Building Magatama: The Architecture Decisions That Hurt
Magatama is a unified security platform with six pillars. The architecture looks clean now. Three decisions made it painful to get here — two I'd make again, one I'd reverse.
Magatama is a unified security platform: six pillars covering AppSec, Infrastructure, AI/LLM, Offensive, Runtime, and Compliance. The current architecture is a pnpm monorepo with a shared core, six pillar packages, a dashboard, and a CLI. It looks clean now. Getting here involved three decisions that each cost significant time — one of which I'd reverse.
ShieldX and ShieldY were built as completely independent projects — different repos, different CI, different package namespaces. Migrating two mature codebases into a monorepo took 3 days: reconciling TypeScript configurations, resolving naming conflicts in shared types, aligning test setups.
That cost was worth it. Building them separately first meant each component was independently useful, independently tested, and had real production usage before platform incorporation. Building the platform architecture first would have added overhead to every early decision. Separate-first, unify-later is correct for security components that each need to stand alone.
Magatama pillars communicate through a shared event bus — a TypeScript EventEmitter implementation with typed events. I built this instead of Redis Streams or NATS because I wanted no external dependencies and a simple local development setup.
This was wrong. I now have: no event persistence (events during pillar restart are lost), no replay capability (can't re-process historical security events), no horizontal scaling (EventEmitter doesn't cross process boundaries), and no dead letter handling. Every operational requirement I've encountered since needs capabilities that message queues provide by default.
The correct answer was Redis Streams from day one. Redis runs in a container, operational overhead is minimal, and the feature set matches security event pipeline needs exactly. Migration means rewriting every pillar's event emission and subscription code — I'll do this in Q3 2026. It's unavoidable.

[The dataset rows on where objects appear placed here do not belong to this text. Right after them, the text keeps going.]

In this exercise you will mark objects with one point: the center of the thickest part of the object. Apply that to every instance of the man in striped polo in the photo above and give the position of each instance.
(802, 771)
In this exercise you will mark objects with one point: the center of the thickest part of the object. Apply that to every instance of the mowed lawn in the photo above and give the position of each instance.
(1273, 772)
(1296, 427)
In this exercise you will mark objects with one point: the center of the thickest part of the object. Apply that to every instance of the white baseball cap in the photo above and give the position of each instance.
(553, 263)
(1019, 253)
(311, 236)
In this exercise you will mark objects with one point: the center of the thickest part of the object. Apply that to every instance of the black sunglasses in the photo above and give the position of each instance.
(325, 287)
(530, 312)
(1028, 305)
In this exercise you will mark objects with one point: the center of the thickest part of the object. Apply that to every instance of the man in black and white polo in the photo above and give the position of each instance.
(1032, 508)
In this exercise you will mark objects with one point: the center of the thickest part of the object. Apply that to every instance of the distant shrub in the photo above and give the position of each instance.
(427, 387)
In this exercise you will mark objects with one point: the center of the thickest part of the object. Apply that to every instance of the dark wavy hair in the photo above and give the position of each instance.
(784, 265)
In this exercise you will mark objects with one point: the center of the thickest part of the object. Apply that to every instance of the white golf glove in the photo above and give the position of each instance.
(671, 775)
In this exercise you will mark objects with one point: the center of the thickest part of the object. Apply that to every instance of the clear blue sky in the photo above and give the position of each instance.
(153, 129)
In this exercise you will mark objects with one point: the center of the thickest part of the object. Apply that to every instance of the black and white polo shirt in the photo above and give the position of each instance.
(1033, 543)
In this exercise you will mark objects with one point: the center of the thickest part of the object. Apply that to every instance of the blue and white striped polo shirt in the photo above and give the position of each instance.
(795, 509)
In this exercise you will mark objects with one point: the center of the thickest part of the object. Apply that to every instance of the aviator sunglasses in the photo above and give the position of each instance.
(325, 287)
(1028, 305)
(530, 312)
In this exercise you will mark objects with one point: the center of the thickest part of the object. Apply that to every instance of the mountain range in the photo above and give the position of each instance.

The Magatama dashboard stores all security findings as Lexical JSON — the same rich text format Ghost CMS uses. Strange choice for a security platform. The reasoning: findings need rich formatting (code blocks, tables, severity markers), need to be searchable, and need to render in multiple contexts (web UI, PDF reports, API responses).
Lexical JSON handles all three. Security findings are structured narratives, not database records. The initial friction of implementing a Lexical renderer paid back immediately when generating PDF compliance reports from the same finding data — zero additional transformation layer needed.
The pattern that works well: a pillar registry that each pillar registers with on startup. The registry maintains pillar health, routes events between pillars, and provides the unified API surface for the dashboard. Individual pillars know nothing about each other — only the registry interface.
Adding a new pillar: implement the interface, register on startup, events flow automatically. Removing a pillar: deregister, remove the package, the registry handles the missing pillar gracefully. The architecture is additive — no existing code requires modification to add new capabilities.
A security engineer installs the Magatama CLI, runs magatama init, and gets a configured instance with all six pillars available locally within 5 minutes. Cloud deployment via magatama deploy targets a single server. Local and cloud instances share configuration format and event schema.
That experience didn't exist at the start. It exists now because the pillar registry makes it composable — you don't install six separate security tools, you install one platform with six dimensions of coverage.